Griffins repeat as pond hockey champions

Griffins’ player Darren Goulet was also awarded tournament MVP prior to the Crystal Cup presentation.

Even though the same team from year one got to hoist the cup, what was different about year two was the overall attitude at this year’s Crystal Cup. Unlike year one, when people were forced to battle through minus 35 degree weather, this year players and spectators had the privilege of enjoying some sun, warmth and a great day with family and friends.

Tournament coordinator Neil Evans spoke about the vast improvements from the tournament’s inaugural year last year.

"Phenomenal actually. Everything came together perfectly.
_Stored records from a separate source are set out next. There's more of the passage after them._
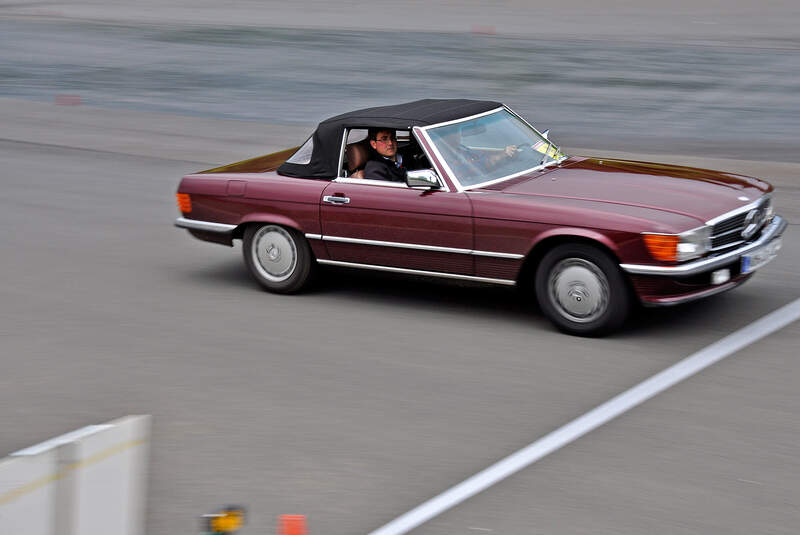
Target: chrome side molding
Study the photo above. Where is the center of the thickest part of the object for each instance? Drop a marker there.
(504, 282)
(207, 226)
(419, 247)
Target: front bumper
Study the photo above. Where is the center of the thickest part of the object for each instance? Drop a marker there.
(670, 285)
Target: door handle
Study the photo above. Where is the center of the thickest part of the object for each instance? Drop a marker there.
(335, 199)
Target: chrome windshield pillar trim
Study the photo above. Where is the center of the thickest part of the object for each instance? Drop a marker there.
(434, 248)
(407, 271)
(207, 226)
(771, 231)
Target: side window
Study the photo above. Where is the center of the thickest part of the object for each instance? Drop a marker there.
(356, 153)
(303, 154)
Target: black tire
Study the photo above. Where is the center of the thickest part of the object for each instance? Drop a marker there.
(279, 258)
(580, 288)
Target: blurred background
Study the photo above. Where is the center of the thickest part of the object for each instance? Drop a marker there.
(357, 401)
(710, 77)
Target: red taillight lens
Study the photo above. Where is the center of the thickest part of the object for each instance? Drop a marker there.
(184, 202)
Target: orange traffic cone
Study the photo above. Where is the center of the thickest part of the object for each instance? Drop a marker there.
(292, 525)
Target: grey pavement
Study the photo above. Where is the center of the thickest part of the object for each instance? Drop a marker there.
(360, 399)
(769, 23)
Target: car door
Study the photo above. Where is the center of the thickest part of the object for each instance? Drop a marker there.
(379, 223)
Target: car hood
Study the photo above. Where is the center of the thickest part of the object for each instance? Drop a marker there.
(699, 193)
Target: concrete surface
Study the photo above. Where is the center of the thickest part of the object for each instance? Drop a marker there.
(356, 401)
(770, 23)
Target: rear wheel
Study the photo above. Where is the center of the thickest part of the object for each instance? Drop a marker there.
(278, 258)
(581, 290)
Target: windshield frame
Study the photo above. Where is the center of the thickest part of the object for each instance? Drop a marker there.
(454, 177)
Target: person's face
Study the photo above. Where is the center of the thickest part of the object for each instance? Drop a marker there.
(385, 143)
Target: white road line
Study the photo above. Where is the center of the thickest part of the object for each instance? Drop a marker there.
(593, 419)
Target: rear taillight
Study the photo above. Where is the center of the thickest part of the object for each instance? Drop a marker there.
(184, 202)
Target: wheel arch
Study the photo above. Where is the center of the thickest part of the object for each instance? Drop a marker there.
(553, 238)
(265, 219)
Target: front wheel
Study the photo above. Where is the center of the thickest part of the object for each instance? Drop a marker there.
(278, 258)
(581, 290)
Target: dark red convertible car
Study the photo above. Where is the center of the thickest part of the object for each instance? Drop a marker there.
(488, 198)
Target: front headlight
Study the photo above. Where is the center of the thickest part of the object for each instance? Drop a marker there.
(769, 210)
(679, 247)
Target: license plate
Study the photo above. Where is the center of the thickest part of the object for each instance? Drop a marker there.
(754, 260)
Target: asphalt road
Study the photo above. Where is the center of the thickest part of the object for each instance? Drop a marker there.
(356, 401)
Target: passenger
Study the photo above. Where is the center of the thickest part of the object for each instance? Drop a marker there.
(387, 163)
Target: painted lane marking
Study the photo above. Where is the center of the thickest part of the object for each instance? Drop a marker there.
(593, 419)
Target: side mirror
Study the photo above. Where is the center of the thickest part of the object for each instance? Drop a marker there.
(423, 179)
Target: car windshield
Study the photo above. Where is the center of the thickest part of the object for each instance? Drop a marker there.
(492, 147)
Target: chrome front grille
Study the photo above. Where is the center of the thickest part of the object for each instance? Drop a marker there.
(727, 233)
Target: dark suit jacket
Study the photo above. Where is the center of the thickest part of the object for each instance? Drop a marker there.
(384, 169)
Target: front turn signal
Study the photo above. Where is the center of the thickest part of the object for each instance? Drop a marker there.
(662, 246)
(184, 202)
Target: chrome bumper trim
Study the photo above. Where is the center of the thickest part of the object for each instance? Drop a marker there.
(207, 226)
(672, 301)
(504, 282)
(771, 231)
(402, 245)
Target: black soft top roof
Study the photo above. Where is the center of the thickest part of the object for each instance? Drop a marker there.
(327, 138)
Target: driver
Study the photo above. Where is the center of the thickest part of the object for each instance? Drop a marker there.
(388, 165)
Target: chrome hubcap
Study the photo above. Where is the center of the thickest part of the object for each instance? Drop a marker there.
(579, 290)
(274, 253)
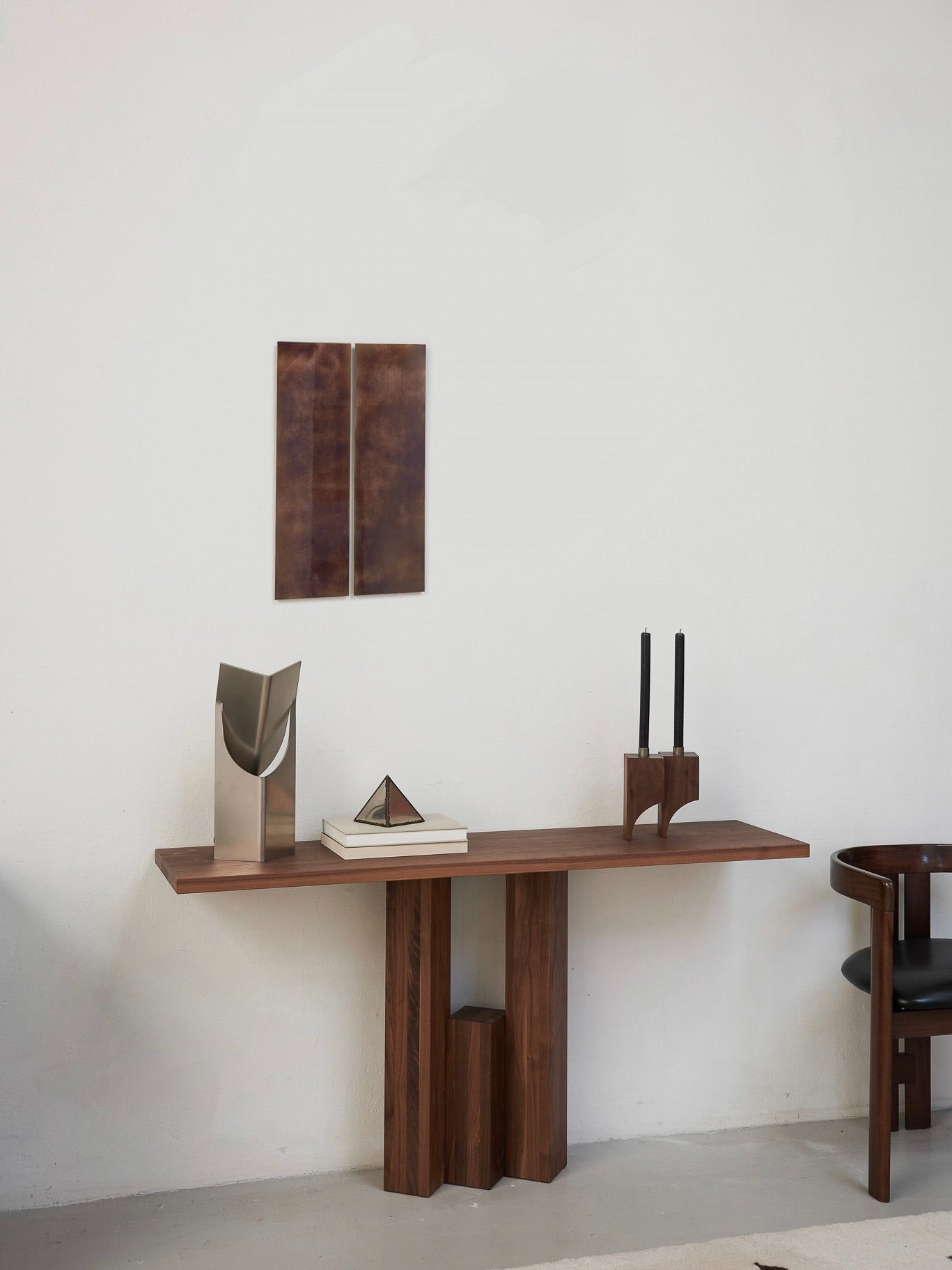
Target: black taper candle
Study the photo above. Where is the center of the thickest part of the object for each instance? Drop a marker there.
(645, 688)
(680, 691)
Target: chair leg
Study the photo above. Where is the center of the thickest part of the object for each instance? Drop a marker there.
(919, 1091)
(881, 1057)
(880, 1113)
(894, 1120)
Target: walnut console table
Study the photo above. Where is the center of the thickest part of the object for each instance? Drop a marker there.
(536, 864)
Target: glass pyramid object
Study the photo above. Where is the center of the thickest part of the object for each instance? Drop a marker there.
(389, 807)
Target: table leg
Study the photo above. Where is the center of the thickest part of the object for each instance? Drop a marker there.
(415, 1023)
(536, 1020)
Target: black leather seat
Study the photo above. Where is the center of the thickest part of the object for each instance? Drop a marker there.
(922, 975)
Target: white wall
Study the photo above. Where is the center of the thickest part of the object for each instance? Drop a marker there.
(683, 272)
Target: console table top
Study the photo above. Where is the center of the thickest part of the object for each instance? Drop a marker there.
(192, 870)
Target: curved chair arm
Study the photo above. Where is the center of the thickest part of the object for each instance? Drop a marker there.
(855, 883)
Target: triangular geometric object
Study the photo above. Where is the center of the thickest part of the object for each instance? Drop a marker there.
(390, 807)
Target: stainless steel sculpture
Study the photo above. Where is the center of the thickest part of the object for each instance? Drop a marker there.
(254, 764)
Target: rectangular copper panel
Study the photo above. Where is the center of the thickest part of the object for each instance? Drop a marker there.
(389, 467)
(313, 522)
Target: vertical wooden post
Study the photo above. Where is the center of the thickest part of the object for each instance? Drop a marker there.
(475, 1097)
(536, 1024)
(415, 1020)
(881, 1055)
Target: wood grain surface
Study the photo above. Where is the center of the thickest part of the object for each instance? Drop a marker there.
(313, 503)
(475, 1097)
(415, 1021)
(536, 1024)
(192, 870)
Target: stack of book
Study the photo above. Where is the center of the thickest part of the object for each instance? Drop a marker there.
(435, 836)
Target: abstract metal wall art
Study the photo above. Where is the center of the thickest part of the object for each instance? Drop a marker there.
(313, 507)
(328, 395)
(254, 764)
(390, 405)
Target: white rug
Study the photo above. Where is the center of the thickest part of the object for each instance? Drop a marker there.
(889, 1244)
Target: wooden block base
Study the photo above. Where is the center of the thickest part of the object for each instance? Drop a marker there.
(644, 787)
(475, 1097)
(682, 785)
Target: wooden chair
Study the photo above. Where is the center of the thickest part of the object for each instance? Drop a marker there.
(909, 981)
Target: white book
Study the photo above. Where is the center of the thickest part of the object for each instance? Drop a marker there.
(385, 850)
(435, 828)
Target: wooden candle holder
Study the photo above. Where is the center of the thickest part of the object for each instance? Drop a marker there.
(682, 784)
(644, 787)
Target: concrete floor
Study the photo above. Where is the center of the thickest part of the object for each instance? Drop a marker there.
(614, 1197)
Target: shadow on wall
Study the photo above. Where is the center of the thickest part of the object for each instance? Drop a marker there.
(65, 1015)
(146, 1035)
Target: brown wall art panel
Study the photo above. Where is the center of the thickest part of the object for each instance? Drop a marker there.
(313, 523)
(389, 467)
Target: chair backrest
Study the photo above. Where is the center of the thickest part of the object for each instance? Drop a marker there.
(873, 874)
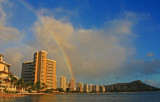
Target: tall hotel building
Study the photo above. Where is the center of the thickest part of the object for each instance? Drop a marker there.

It was down to the last minute doing the setup, but all the teams played all their games pretty much for the most part… A lot better than last year, the weather was awesome, up until it got a little warm out there [Sunday], but the ice [Monday] was perfect."

Evans added that despite the great amount of hockey played, the best part for him was seeing all the families gather at the rinks and enjoy the great outdoors, something he described as "picture perfect".
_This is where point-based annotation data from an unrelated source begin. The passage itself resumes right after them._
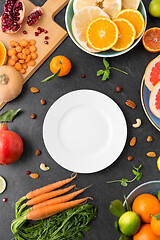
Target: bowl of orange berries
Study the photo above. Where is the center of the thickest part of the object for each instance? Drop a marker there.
(106, 28)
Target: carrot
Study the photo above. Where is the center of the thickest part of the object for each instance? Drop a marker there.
(47, 211)
(49, 187)
(46, 196)
(60, 199)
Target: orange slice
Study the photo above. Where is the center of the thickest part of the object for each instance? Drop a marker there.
(151, 39)
(126, 34)
(102, 34)
(135, 17)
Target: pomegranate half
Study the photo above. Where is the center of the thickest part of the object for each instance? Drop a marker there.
(12, 16)
(11, 145)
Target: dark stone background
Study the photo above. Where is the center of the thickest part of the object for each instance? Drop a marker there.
(18, 183)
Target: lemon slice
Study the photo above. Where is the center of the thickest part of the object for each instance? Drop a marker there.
(80, 21)
(158, 163)
(111, 7)
(130, 4)
(2, 184)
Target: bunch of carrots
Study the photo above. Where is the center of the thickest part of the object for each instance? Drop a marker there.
(46, 201)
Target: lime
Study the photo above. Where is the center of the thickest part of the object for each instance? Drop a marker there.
(129, 223)
(159, 195)
(158, 163)
(2, 184)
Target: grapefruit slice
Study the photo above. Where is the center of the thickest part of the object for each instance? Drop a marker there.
(154, 100)
(152, 73)
(151, 40)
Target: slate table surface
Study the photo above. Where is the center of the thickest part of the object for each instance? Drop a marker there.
(18, 183)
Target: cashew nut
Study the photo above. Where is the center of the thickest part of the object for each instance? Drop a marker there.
(43, 167)
(137, 124)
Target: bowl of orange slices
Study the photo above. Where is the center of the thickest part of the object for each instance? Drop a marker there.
(106, 28)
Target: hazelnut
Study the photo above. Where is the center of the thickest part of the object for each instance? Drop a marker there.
(43, 102)
(37, 152)
(33, 116)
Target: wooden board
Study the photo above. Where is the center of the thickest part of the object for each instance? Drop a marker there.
(55, 33)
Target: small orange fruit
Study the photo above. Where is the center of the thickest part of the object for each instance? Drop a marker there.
(60, 62)
(151, 39)
(155, 224)
(102, 34)
(146, 205)
(135, 17)
(126, 34)
(145, 233)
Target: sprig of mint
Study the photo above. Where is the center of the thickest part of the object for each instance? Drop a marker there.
(124, 181)
(106, 72)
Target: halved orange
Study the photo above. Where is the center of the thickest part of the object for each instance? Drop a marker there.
(126, 36)
(135, 17)
(151, 39)
(102, 34)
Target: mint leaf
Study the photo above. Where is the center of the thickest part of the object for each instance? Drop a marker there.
(100, 72)
(106, 63)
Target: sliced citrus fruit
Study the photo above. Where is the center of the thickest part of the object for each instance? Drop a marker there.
(126, 34)
(152, 73)
(134, 4)
(151, 40)
(3, 54)
(101, 34)
(154, 100)
(158, 165)
(111, 7)
(80, 22)
(135, 17)
(2, 184)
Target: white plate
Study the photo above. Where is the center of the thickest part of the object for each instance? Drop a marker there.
(84, 131)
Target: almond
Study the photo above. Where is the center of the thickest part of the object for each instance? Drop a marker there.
(131, 104)
(133, 141)
(34, 175)
(34, 90)
(151, 154)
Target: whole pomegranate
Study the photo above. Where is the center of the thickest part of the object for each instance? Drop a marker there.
(12, 16)
(11, 145)
(34, 16)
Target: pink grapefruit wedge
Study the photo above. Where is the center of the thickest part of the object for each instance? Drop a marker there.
(152, 73)
(154, 101)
This year’s tournament also welcomed a special guest of honour to drop the ceremonial opening puck, 18 year NHL alumni Dave Babych, who said witnessing the outdoor tournament was a bit nostalgic for the former Vancouver Canuck.
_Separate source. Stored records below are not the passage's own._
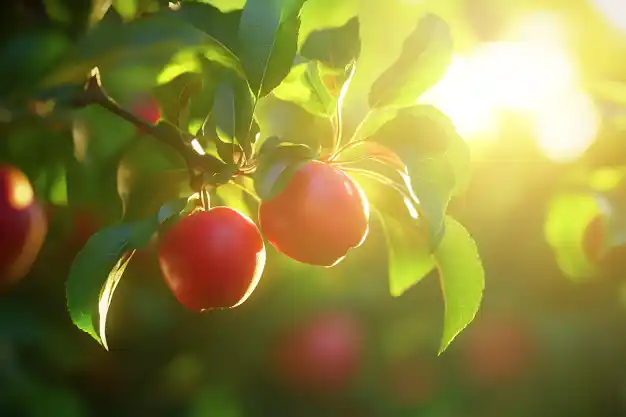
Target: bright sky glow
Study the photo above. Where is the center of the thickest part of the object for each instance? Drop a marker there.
(614, 11)
(524, 74)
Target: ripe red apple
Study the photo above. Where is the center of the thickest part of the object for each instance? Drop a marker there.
(23, 225)
(147, 108)
(497, 350)
(212, 259)
(323, 354)
(319, 216)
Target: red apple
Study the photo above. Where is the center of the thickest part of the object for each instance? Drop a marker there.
(320, 215)
(23, 225)
(212, 259)
(323, 354)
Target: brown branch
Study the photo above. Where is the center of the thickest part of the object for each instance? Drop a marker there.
(216, 171)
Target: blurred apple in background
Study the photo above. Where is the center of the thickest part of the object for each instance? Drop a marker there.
(322, 353)
(497, 350)
(415, 380)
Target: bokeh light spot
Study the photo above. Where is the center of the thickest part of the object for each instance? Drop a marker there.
(22, 194)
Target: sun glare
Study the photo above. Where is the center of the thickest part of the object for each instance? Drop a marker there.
(565, 130)
(612, 10)
(525, 74)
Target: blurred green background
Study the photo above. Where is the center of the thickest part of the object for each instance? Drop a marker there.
(538, 89)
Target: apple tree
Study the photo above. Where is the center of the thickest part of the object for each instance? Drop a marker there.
(156, 107)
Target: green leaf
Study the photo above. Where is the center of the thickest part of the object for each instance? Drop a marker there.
(286, 120)
(233, 111)
(99, 266)
(408, 250)
(209, 19)
(567, 217)
(27, 58)
(149, 174)
(95, 263)
(136, 52)
(268, 36)
(360, 151)
(185, 99)
(276, 166)
(313, 87)
(436, 157)
(334, 47)
(126, 8)
(462, 280)
(73, 15)
(426, 54)
(106, 295)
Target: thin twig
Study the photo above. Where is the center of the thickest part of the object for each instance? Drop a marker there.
(94, 93)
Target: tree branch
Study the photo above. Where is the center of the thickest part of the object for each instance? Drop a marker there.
(216, 170)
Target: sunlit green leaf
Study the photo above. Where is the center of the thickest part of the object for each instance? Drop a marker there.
(426, 54)
(268, 35)
(436, 157)
(220, 25)
(462, 280)
(108, 290)
(305, 86)
(27, 59)
(99, 266)
(73, 15)
(567, 217)
(276, 167)
(286, 120)
(233, 111)
(137, 51)
(89, 273)
(126, 8)
(334, 47)
(409, 254)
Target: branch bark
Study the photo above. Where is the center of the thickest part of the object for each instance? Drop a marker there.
(213, 170)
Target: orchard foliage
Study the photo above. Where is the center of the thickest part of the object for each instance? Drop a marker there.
(158, 107)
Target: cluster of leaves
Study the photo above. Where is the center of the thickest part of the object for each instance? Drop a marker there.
(213, 72)
(585, 224)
"I love [outdoor hockey tournaments], just because I grew up on the outdoor rinks, and we had a farm outside Edmonton where we had a lake. Even my boys, I have five boys and when we use to go out there for holidays you couldn’t even get them off the lake. So I know what these guys feel like, it doesn’t matter how old you are. It’s always the same feeling when you get outdoors."

With a smile on his face, Babych also talked about possibly putting his own team in next year, or even joining a team that would be looking to enlist the services of an hockey veteran.

All in all, it was a great long weekend on Charlie Lake, full of sunshine, smiles and, of course, an ample supply of hockey, something Neil Evans says he envisioned when he came up with the Crystal Cup idea.